SEULEMENT UN GAY SUR DIX A ACCÈS AUX SERVICES
Cette étude est la première du genre à fournir une analyse économique qui met en évidence le fait que les HSH ont un risque plus important vis-à-vis du VIH que tous les autres groupes dans les pays à bas ou moyens revenus et que seulement un HSH sur dix dans le monde a accès aux soins, à la prévention et au traitement.

David Wilson, directeur du programme VIH/sida à la Banque mondiale, explique pourquoi la situation des HSH a un impact sur l’épidémie: «Nous constatons que dans de nombreux pays en développement, l’épidémie de VIH/sida ressemble aujourd’hui aux premières années en Occident, lorsque l’ignorance et la stigmatisation étaient monnaie courante.

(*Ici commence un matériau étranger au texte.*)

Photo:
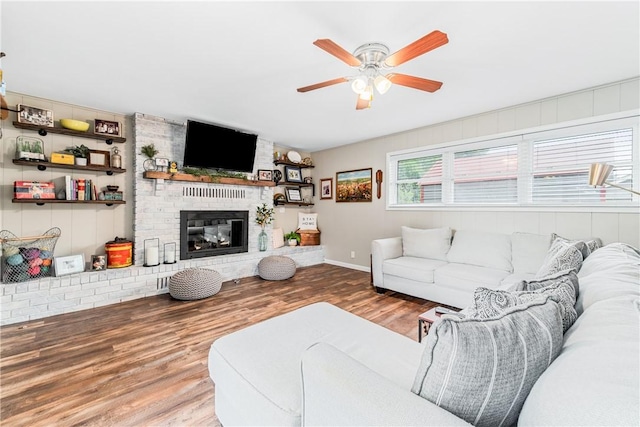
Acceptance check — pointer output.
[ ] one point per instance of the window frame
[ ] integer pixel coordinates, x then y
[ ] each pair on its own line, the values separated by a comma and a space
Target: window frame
524, 138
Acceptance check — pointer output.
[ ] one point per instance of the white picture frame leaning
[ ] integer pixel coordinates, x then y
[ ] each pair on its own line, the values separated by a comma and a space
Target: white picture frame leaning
68, 265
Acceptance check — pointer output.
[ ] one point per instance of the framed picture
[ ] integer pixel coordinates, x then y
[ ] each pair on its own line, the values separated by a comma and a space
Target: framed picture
326, 188
98, 158
68, 264
35, 115
106, 127
354, 186
265, 175
293, 195
292, 174
98, 262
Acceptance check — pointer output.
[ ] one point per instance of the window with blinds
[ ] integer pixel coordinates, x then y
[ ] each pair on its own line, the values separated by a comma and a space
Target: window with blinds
545, 168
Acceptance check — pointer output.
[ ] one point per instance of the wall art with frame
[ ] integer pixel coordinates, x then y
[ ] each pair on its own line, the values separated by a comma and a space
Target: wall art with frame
292, 174
326, 188
354, 186
35, 115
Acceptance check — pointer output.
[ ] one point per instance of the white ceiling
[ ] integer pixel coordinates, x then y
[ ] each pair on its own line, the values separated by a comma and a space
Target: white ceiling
238, 64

Cette étude démontre que l’absence d’intérêt pour la question des HSH va continuer d’entraver les efforts pour modifier le cours de l’épidémie».

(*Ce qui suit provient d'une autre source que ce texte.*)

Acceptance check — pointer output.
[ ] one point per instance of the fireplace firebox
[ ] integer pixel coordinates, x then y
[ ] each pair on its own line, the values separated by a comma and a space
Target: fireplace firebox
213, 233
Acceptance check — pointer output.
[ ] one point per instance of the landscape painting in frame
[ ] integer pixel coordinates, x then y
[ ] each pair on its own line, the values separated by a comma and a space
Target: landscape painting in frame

Les auteurs de l’étude ont montré que lorsque l’on réussit à fournir des services à une large proportion de HSH, l’impact global sur l’évolution de l’épidémie est positif. Parmi les mesures à prendre, les auteurs recommandent un package de services essentiels: conseil, distribution de préservatifs, dépistage, prévention communautaire, traitement, etc. Mais tout aussi important selon eux sont les efforts pour dépénaliser l’homosexualité, la mise en place de législation anti-homophobie et de programmes pour éduquer les professionnel-le-s de santé afin de réduire les discriminations dans les centres de soins.